Barroso ainda expõe que a grande quantidade de ações diretas permite acesso direto ao Supremo. Além disso, também contribui para este cenário, o amplo número de atores que tem legitimidade de acionar diretamente o STF. Ressaltou que a vasta competência criminal da Corte dá muita visibilidade, pelo interesse existente por parte da imprensa nos casos julgados. 

“Esse contexto brasileiro de ampla constitucionalização do Direito, ampla judicialização da vida dá ao Judiciário um protagonismo que talvez não devesse ter, mas as circunstâncias brasileiras fizeram acontecer. Esse é um fenômeno quantitativo e qualitativo. Há uma imensa demanda, cerca de 80 milhões ações e cinco milhões delas só na Justiça do Trabalho. Isso sobrecarrega o Judiciário de forma qualitativa nos Tribunais Superiores e sobretudo no STF. Tudo passa a ter seu capítulo final no Poder Judiciário, seja desde células tronco até se o colarinho de chopp faz ou não parte da bebida”. 

A palestra abordou também as profundas transformações ocasionadas pela revolução tecnológica tanto no mercado de trabalho, como na forma de operar o Direito. Hoje o Judiciário utiliza inteligência artificial para otimizar a prestação jurisdicional. 

“Compartilhei aqui com todos algumas das minhas visões sobre a vida, o mundo, sobre Direito, Direito do Trabalho e a Jurisprudência do Trabalho. Felizmente o mundo é plural e as pessoas têm pontos de observação diferentes na matéria de pré-compreensão. As pessoas veem o mundo do seu ponto de observação e é claro que a gente faz o possível para ampliar o horizonte das pessoas, mas devemos fazer o máximo para preservar o ponto de observação. Ninguém é dono da verdade, ninguém é dono do mundo. Democracia é um regime de governo plural. Ninguém tem o direito de se apresentar como o único representante do povo. Se ouvirmos todas as pessoas que estão aqui, cada pessoa pensa de um jeito. Todos nós formamos a comunidade e nacionalidade brasileira. Portanto, não se governa para progressistas, para conservadores, para liberais. Se governa para todo mundo na medida do possível”. 

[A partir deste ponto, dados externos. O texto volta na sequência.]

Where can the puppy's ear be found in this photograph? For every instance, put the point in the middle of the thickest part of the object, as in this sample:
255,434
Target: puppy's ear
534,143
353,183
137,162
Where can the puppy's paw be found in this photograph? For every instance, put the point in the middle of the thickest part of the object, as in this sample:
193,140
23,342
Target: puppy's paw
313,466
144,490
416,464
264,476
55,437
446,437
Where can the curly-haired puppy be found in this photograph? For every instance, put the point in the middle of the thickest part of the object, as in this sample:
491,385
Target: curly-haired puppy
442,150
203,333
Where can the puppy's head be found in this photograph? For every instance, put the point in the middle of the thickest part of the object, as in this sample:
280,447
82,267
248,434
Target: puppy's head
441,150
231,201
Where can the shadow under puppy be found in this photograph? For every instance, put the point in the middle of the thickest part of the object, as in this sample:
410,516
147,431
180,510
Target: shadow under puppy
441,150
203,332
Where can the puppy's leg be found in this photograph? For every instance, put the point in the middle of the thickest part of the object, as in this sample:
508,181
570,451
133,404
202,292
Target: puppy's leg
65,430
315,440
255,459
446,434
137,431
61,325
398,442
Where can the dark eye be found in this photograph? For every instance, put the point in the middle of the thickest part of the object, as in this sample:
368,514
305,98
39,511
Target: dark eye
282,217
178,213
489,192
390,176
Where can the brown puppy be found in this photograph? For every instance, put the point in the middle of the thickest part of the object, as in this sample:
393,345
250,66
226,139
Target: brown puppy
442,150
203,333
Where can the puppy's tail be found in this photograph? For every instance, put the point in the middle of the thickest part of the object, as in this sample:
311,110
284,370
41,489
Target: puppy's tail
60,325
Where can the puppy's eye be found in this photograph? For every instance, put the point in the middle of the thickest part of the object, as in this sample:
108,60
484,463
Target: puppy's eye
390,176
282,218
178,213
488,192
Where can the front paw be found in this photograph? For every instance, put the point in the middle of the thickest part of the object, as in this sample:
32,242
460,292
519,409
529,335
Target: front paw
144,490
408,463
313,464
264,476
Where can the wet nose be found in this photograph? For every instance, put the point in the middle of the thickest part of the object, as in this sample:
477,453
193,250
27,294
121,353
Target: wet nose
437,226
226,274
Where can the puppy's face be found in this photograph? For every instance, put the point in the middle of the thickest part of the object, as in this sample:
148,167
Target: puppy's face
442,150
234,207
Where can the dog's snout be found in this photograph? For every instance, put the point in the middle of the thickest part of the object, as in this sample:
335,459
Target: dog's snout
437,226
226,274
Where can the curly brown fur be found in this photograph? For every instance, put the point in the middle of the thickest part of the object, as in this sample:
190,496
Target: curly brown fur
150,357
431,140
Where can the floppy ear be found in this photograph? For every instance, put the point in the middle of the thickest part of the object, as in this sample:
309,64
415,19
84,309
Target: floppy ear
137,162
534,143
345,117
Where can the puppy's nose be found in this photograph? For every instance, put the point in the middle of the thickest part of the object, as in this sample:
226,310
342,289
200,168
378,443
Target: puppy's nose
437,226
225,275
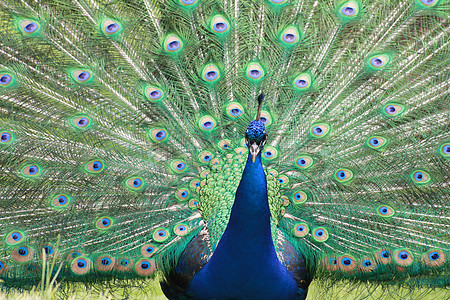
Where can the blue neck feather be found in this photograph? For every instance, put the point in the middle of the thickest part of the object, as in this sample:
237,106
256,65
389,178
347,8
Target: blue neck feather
245,264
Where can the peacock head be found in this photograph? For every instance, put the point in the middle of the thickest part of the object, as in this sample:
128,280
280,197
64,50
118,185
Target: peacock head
256,133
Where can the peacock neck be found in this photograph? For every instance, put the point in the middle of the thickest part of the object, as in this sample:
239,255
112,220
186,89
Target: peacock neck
245,262
250,215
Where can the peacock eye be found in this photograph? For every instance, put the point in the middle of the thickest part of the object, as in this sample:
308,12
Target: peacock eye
304,162
48,250
181,229
104,223
343,175
83,76
301,229
421,177
182,195
5,79
29,26
160,235
173,44
135,183
254,72
110,27
106,261
220,25
124,262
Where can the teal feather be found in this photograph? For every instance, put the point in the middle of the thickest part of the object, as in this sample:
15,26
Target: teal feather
122,130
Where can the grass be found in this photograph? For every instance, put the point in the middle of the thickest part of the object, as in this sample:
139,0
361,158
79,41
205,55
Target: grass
50,289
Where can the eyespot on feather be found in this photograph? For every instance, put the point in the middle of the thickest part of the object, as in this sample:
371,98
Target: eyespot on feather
367,265
50,251
283,180
274,173
343,175
3,267
161,235
60,201
207,123
182,194
220,25
111,27
266,118
181,229
15,237
234,110
224,145
30,171
285,200
173,44
105,263
444,150
269,153
124,264
320,234
349,10
426,4
153,93
158,135
6,79
95,166
80,265
378,62
346,263
434,258
385,211
22,254
304,162
178,166
254,72
319,130
299,197
301,229
302,82
205,157
194,184
81,122
403,257
135,183
145,267
148,250
383,256
73,253
104,223
29,27
240,150
82,76
420,177
376,142
290,36
211,73
393,109
330,263
193,204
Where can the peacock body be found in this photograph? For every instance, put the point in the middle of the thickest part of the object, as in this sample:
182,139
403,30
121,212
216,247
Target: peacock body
132,144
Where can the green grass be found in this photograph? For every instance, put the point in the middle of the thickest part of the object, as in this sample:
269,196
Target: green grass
50,288
150,290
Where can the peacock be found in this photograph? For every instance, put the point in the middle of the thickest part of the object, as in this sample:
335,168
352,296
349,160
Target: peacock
233,149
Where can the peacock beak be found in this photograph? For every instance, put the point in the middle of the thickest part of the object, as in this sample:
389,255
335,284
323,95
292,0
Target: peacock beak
254,150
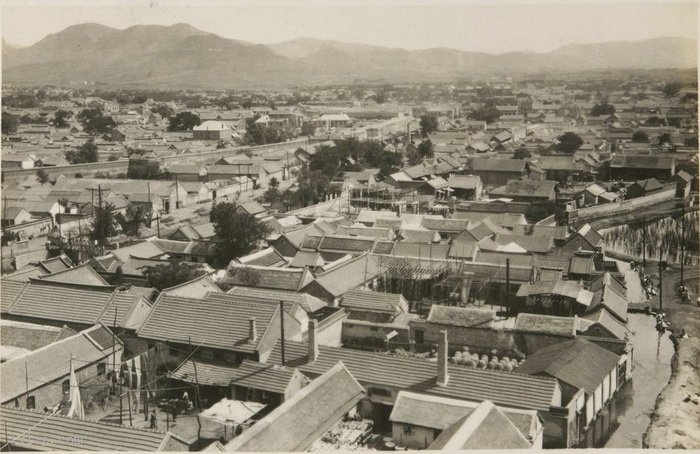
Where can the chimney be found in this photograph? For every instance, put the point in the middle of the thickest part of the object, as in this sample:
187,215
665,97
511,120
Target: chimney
252,330
313,340
442,359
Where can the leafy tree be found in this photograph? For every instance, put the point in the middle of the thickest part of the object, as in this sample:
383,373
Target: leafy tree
412,155
184,121
149,171
655,121
425,149
95,122
163,110
10,123
86,152
42,177
603,109
172,274
569,142
522,153
308,129
237,232
640,137
428,124
60,118
671,89
664,138
487,113
104,224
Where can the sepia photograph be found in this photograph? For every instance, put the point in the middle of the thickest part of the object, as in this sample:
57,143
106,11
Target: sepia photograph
349,225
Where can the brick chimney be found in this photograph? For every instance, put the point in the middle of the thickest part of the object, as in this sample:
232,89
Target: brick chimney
442,359
313,340
252,330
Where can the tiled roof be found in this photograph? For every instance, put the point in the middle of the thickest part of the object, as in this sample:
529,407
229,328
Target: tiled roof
642,162
487,427
33,430
452,225
210,323
348,275
535,323
503,388
41,365
305,417
9,291
461,316
82,274
497,165
269,277
528,188
578,362
306,301
372,301
569,289
603,317
345,243
530,243
268,377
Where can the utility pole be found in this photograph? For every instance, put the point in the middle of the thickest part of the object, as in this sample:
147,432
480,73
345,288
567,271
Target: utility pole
682,243
282,329
644,242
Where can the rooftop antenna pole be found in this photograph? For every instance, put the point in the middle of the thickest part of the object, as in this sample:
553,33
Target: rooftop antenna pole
282,329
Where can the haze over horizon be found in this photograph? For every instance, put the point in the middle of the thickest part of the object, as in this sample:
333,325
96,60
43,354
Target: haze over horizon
494,28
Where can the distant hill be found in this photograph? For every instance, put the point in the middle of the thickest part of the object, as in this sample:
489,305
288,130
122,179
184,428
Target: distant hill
183,56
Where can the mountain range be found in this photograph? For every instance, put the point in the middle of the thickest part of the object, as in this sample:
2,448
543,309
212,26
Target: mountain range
181,56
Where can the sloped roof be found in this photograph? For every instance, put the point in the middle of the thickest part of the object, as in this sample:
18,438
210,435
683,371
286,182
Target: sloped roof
503,388
305,417
309,303
210,323
461,316
570,289
529,188
487,427
348,275
579,363
82,274
531,243
642,162
603,317
269,277
549,324
368,300
497,165
85,348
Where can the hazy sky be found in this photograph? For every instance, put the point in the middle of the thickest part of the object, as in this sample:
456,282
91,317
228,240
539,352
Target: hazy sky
495,27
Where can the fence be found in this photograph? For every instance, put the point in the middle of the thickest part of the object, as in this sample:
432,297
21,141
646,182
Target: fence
624,206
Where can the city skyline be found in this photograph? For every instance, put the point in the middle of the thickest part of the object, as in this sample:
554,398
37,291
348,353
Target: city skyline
410,25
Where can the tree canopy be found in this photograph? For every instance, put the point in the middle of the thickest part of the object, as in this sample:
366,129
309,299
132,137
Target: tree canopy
60,118
603,109
640,137
237,232
85,153
10,123
172,274
672,88
428,124
184,121
569,142
95,122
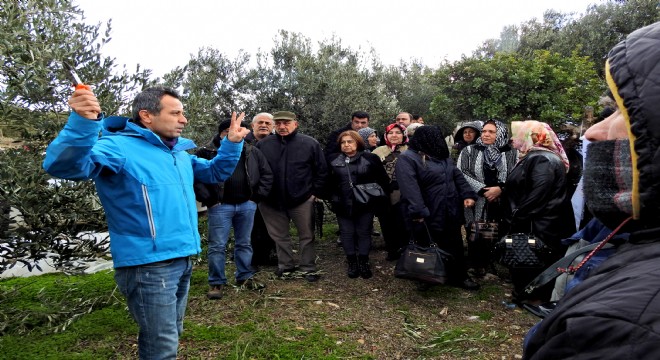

Ao final de sua exposição, o ministro recebeu uma homenagem da comissão organizadora do evento. 

Painéis

Antes da conferência final do Congresso, foram realizados dois painéis. Um deles discutiu a negociação coletiva no pós-reforma trabalhista e o outro o novo processo do trabalho após a aprovação da Reforma Trabalhista, ocorrida em 2017.

Foram três dias marcados por intenso debate envolvendo o universo do Direito do Trabalho, em suas mais diversas nuances. O Congresso ofereceu 19 painéis, sendo 17 deles de forma silenciosa. Ou seja, as palestras ocorreram de forma simultânea, num mesmo ambiente, em cinco salas virtuais em que os participantes escolhiam em um sistema de rádio (via headphone) um canal para acompanhar cada painel. 

Cerca de 500 inscritos assistiram às discussões. O sucesso do evento já garantiu o anúncio de uma segunda edição, que será realizada nos dias 8,9 e 10 de novembro do próximo ano, em local ainda a ser definido. 

Os temas a serem discutidos em 2023 são outsourcing, inteligência artificial, aplicativos, conflitos, perspectivas e desafios.